A Alta Corte impediu a Federação de Consumidores do Quênia (COFEK) de retirar sua petição que contesta o acordo de compartilhamento de dados de saúde entre o Quênia e os EUA. O Katiba Institute se opôs à medida, e a juíza acatou a objeção. O caso está marcado para ser ouvido em 25 de maio.
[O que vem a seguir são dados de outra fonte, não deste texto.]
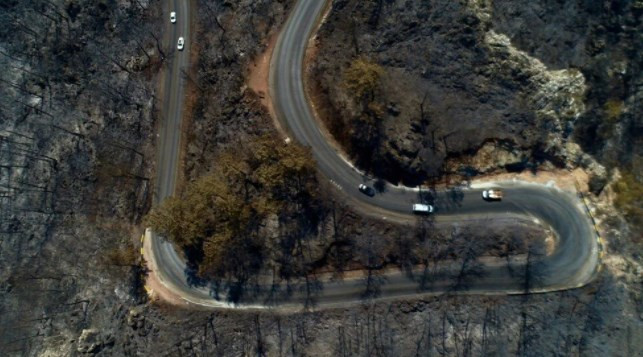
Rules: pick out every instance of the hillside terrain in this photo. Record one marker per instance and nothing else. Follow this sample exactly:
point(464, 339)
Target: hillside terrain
point(80, 109)
point(469, 89)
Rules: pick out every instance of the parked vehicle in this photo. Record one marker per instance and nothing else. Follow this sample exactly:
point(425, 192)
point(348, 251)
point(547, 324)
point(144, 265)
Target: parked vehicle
point(421, 208)
point(368, 191)
point(492, 195)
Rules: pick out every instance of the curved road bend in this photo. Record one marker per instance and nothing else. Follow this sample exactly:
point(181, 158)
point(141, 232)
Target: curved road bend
point(573, 263)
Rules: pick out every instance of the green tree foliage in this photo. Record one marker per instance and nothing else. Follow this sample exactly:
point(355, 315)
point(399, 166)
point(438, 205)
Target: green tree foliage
point(629, 197)
point(223, 215)
point(362, 78)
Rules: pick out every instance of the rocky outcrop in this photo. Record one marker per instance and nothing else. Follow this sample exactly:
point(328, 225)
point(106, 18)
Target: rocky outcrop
point(461, 75)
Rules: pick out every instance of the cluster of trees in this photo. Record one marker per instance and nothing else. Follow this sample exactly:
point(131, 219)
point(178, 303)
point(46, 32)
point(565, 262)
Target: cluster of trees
point(629, 197)
point(225, 220)
point(362, 81)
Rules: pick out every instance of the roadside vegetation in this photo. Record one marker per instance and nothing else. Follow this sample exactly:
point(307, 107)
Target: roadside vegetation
point(629, 198)
point(361, 81)
point(263, 196)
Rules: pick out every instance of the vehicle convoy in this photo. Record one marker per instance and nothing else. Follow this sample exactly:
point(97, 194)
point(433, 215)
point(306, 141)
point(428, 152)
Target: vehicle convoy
point(492, 195)
point(421, 208)
point(367, 190)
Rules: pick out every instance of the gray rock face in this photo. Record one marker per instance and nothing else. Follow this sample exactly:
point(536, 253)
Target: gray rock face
point(90, 341)
point(456, 80)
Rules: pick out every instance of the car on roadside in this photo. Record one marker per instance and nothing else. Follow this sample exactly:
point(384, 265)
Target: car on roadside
point(492, 195)
point(367, 190)
point(421, 208)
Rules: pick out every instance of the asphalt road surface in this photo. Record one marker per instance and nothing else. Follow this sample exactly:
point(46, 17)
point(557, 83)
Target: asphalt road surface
point(572, 264)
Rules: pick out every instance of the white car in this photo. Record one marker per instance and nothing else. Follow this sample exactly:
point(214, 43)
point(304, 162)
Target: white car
point(422, 208)
point(492, 195)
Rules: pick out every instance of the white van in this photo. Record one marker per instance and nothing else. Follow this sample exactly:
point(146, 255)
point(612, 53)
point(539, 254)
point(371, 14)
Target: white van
point(422, 208)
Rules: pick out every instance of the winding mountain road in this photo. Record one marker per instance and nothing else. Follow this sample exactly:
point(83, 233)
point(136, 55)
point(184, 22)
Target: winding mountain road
point(573, 263)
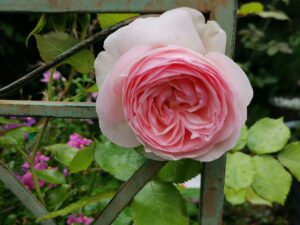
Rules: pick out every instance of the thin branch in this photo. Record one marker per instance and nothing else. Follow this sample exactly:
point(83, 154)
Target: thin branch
point(76, 48)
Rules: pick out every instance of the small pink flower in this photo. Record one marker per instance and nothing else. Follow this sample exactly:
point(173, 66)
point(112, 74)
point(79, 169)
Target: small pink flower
point(56, 76)
point(40, 163)
point(81, 219)
point(77, 141)
point(27, 180)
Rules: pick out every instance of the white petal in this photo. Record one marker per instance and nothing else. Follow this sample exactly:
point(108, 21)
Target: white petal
point(235, 76)
point(213, 37)
point(174, 27)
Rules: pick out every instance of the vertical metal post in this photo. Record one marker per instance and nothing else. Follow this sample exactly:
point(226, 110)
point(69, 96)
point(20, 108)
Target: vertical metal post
point(213, 173)
point(212, 187)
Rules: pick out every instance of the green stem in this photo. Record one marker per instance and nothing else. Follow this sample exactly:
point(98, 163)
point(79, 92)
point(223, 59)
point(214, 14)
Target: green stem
point(50, 84)
point(69, 83)
point(31, 162)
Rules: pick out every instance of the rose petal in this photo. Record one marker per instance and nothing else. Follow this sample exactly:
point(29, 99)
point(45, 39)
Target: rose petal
point(235, 76)
point(213, 37)
point(174, 27)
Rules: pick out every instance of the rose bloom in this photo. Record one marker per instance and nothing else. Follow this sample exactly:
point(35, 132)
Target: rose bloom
point(166, 83)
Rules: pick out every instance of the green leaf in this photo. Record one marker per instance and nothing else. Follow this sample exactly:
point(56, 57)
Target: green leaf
point(124, 218)
point(268, 135)
point(251, 8)
point(57, 196)
point(63, 153)
point(159, 203)
point(53, 44)
point(38, 28)
point(78, 205)
point(59, 22)
point(8, 141)
point(18, 134)
point(239, 171)
point(118, 161)
point(107, 20)
point(179, 171)
point(290, 158)
point(253, 198)
point(271, 181)
point(278, 15)
point(242, 142)
point(52, 176)
point(235, 197)
point(83, 159)
point(6, 121)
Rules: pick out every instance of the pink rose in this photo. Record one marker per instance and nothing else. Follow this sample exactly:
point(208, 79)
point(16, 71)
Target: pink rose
point(165, 83)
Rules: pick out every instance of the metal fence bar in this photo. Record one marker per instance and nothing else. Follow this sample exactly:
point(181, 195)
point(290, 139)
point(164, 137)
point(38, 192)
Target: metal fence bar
point(76, 48)
point(128, 190)
point(51, 6)
point(212, 188)
point(213, 173)
point(23, 194)
point(48, 109)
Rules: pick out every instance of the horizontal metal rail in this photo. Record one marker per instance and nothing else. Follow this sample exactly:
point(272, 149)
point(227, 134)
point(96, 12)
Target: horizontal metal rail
point(48, 109)
point(51, 6)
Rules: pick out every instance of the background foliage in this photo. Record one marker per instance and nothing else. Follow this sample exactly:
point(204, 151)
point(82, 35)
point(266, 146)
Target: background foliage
point(76, 170)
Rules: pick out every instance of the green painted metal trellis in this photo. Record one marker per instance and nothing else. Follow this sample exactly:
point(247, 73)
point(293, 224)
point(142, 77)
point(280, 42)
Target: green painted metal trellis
point(223, 11)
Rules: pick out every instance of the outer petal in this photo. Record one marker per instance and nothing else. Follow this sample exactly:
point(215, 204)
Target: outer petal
point(174, 27)
point(235, 75)
point(211, 34)
point(213, 37)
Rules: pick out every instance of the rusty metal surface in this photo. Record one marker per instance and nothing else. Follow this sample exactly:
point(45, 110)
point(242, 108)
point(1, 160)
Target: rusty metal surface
point(128, 190)
point(147, 6)
point(48, 109)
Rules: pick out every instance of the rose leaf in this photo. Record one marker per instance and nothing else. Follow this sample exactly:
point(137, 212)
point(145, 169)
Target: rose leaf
point(159, 203)
point(239, 171)
point(271, 181)
point(290, 158)
point(268, 135)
A Alta Corte decidiu impedir a Federação de Consumidores do Quênia (COFEK) de retirar a petição apresentada em dezembro de 2025 contra o acordo de compartilhamento de dados de saúde entre o Quênia e os EUA. O acordo gerou controvérsia, pois a COFEK argumentou que ele poderia violar os direitos de privacidade e a proteção de dados dos quenianos, além de ter ocorrido sem consulta pública.
A COFEK chegou a um acordo de consentimento com o governo e tentou encerrar o processo. No entanto, o Katiba Institute, por meio do advogado Joshua Malidzo, opôs-se à decisão, afirmando que casos de interesse público sobre questões constitucionais não podem ser resolvidos por consentimento privado.
A juíza Patricia Nyaundi acatou a objeção, enfatizando que litígios de interesse público devem permanecer sob o controle do tribunal. "Questões que afetam o público não podem ser descartadas simplesmente por meio de consentimento quando questões constitucionais não resolvidas permanecem fundamentais para o caso", afirmou Nyaundi. O senador de Busia, Okiya Omtatah, também sinalizou a intenção de levar o assunto adiante em sua própria petição de 2025.
O acordo envolve o envio, pelos EUA, de mais de 200 bilhões de xelins quenianos em financiamento para a saúde por meio do governo ao longo de cinco anos, substituindo estruturas orientadas por doadores. O presidente William Ruto defendeu o acordo, garantindo que os dados não serão explorados. Em fevereiro, os EUA disseram que só prosseguiriam após a decisão final da Alta Corte, com uma audiência agendada para 25 de maio.